Although home inspectors are often referred by real estate agents to buyers and sellers, we in fact work for our client, the buyer or seller of the property. We schedule an inspection, answer questions about the property, perform an inspection, deliver a report to the client, review the report with the client and, sometimes the agent. That is our job. It is not our job to try to convince or dissuade the client from buying or selling a property. We can help answer some questions about How To Use A Home Inspection Report, but the buying and selling real estate agents are the negotiators, not the inspector.
Now, I am often asked by the client, “what is your opinion of the house? Should I buy it?”. My answer to my clients is, “I recommend that you review the inspection report and the defects with your real estate agent. He/She is best suited to help you make that decision based on the inspection report findings. I am happy to answer any questions about the property condition.”

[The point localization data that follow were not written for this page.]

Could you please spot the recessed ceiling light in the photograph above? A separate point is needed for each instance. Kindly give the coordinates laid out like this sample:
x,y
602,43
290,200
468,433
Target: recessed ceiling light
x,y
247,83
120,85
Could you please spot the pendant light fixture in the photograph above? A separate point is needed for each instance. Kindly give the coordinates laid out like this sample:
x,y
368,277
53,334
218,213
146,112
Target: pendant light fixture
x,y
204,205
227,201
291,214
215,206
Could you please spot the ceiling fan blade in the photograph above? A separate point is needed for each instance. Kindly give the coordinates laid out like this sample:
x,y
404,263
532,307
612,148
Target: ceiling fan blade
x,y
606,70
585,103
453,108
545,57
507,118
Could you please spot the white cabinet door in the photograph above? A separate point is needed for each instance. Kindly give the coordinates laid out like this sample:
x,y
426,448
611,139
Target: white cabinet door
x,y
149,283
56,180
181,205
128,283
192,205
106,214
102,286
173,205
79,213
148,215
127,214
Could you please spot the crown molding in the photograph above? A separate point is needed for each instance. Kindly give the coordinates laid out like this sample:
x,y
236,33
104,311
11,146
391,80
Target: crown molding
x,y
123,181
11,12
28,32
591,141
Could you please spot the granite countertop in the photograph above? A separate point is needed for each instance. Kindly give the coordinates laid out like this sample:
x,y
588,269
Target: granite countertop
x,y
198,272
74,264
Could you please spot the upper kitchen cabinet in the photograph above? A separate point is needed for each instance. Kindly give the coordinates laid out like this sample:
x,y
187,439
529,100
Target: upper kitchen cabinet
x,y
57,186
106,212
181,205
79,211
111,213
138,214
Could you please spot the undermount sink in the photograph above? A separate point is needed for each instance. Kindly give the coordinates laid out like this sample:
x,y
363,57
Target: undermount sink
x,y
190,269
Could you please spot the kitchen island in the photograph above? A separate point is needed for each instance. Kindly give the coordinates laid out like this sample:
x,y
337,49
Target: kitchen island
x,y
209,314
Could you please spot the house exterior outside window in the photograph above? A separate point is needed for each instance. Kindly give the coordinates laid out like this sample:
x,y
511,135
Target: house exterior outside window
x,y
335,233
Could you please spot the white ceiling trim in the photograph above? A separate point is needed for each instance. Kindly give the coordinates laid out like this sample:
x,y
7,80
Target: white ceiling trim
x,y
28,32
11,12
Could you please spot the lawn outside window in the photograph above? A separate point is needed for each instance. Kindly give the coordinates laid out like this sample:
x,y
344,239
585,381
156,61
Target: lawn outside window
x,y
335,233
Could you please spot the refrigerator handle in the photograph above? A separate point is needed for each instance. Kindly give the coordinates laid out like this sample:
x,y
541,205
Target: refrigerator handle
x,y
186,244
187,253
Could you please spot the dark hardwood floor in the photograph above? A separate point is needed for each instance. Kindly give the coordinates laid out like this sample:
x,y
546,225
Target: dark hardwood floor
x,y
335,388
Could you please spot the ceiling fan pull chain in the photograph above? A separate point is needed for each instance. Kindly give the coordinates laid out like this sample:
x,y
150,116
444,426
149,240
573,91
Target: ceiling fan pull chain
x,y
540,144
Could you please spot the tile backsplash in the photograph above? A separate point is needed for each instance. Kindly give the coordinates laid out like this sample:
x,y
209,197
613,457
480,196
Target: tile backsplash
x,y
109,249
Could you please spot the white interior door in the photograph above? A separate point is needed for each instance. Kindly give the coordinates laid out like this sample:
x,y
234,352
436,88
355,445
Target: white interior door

In addition, I believe that good real estate agents know their client well enough to know if they will be able to afford the repairs or improvements that a given home needs. The Realtor should know the client well enough to be trusted as their advisor. You see, the agent has the longest lasting relationship with the client. As a home inspector, I normally meet the client at the property, once.
I am not a real estate agent. I am a certified, licensed Professional Home Inspector. I do my job and try hard not to be part of the negotiations. But if you are a home inspector who does get involved in the negotiation process, thank you for sending me your business.